Notably, President Trump has named pro-crypto officials to key regulatory and law enforcement roles, including the nomination of Stephen Miran, a pro-crypto economist, for a coming board vacancy on the U.S. central bank. These appointments underscore the Administration's commitment to fostering a supportive environment for the digital assets industry.
The news of the executive order has been welcomed by the crypto industry, with the prices of major digital coins and tokens, including Bitcoin and Ethereum, rising on the news, trading 2% and nearly 6% higher, respectively. The order continues Trump's administration's onslaught against the Biden era's more restrictive policies toward the crypto industry.
Sources suggest that "Operation Chokepoint 2.0" is an alleged Biden administration plot to deny banking services to crypto companies and executives. However, the Biden Administration has not yet publicly confirmed or denied these allegations.
In summary, the Trump Administration’s executive order and related actions are significant for ending punitive regulatory practices against crypto businesses while establishing a clear, innovation-friendly policy framework that encourages financial inclusion and technological leadership in digital assets. The order is a clear indication of the Administration's commitment to fostering a supportive environment for the digital assets industry and making the U.S. a global leader in this space.
- The Trump Administration has ended Operation Chokepoint 2.0, a regulatory enforcement campaign that targeted lawful crypto businesses, as part of a broader shift toward a pro-innovation regulatory framework in the digital assets industry.
- The president's working group, established to address digital asset markets, has advocated over 100 regulatory and legislative reforms, aiming to reduce regulatory uncertainty and remove barriers to banking and innovation in digital finance.
- Bitcoin and Ethereum, major digital coins, have shown a positive response to the new policies, with prices rising by 2% and 6%, respectively, upon the announcement of the executive order.
- The executive order has also enabled crypto investments in 401K retirement plans, a move that aligns with promises Trump made to the crypto industry during the 2024 campaign.

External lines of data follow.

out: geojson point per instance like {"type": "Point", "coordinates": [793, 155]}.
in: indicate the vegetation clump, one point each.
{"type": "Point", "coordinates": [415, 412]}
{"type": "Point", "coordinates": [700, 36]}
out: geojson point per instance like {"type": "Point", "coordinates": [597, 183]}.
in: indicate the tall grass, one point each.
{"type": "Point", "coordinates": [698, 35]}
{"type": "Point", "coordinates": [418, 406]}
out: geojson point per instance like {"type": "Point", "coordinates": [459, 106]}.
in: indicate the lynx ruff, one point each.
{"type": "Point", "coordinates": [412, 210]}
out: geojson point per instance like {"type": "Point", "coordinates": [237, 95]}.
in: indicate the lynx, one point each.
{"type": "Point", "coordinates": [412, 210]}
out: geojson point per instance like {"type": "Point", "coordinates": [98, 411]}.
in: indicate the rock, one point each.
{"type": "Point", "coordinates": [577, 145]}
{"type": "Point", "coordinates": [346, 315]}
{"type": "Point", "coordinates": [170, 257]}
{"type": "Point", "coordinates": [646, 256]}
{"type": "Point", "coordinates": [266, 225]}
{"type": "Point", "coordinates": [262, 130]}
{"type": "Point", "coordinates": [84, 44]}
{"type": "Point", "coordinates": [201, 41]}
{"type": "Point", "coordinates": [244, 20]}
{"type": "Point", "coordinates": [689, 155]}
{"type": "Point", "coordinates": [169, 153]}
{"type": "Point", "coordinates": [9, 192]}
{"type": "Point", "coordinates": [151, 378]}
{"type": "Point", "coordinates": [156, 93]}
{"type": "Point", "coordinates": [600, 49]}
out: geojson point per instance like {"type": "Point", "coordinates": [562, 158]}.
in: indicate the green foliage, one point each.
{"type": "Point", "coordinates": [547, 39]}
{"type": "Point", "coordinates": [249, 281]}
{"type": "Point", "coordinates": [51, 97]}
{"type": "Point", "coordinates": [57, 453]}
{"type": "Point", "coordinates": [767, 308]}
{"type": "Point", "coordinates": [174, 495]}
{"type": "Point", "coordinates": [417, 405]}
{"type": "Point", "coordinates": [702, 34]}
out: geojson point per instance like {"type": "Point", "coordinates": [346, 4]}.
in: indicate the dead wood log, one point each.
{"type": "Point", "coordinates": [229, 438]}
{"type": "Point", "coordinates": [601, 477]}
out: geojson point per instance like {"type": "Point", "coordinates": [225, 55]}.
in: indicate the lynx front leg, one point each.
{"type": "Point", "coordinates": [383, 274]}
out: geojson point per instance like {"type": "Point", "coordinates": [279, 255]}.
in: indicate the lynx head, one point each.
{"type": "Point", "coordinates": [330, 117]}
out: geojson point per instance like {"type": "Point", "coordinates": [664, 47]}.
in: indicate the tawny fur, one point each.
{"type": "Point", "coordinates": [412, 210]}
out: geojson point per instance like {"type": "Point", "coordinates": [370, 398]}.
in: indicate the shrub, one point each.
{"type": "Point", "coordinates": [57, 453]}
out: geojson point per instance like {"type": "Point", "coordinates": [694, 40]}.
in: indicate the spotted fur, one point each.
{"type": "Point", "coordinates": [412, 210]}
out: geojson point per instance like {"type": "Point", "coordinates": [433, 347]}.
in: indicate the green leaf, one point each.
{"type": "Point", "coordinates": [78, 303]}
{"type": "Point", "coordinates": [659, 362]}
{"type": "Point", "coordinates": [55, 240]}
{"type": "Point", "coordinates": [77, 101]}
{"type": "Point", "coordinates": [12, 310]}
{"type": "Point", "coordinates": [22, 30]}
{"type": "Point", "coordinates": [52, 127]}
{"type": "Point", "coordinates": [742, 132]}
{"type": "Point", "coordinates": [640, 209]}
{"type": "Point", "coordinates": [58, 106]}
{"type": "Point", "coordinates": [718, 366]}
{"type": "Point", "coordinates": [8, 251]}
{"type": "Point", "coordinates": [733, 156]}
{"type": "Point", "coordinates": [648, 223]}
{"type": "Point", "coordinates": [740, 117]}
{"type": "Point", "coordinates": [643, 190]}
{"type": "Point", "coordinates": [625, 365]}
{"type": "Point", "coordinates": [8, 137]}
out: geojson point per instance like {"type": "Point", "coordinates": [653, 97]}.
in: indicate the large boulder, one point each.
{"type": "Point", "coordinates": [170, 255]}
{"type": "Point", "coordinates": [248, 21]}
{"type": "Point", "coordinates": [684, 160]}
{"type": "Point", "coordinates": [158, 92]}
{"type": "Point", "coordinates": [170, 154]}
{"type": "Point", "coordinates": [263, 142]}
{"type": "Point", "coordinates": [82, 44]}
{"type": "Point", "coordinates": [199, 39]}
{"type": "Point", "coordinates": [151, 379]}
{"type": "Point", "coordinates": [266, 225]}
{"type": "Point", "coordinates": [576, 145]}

- Pro-crypto officials have been appointed to key regulatory and law enforcement roles, such as Stephen Miran, a pro-crypto economist, nominated for a board vacancy on the U.S. central bank, demonstrating the Administration's commitment to fostering a supportive environment for the digital assets industry.
- This shift in policy, while welcoming news for the crypto industry, has been met with allegations of a Biden administration plot to deny banking services to crypto companies and executives, although the Biden Administration has yet to publicly confirm or deny these allegations.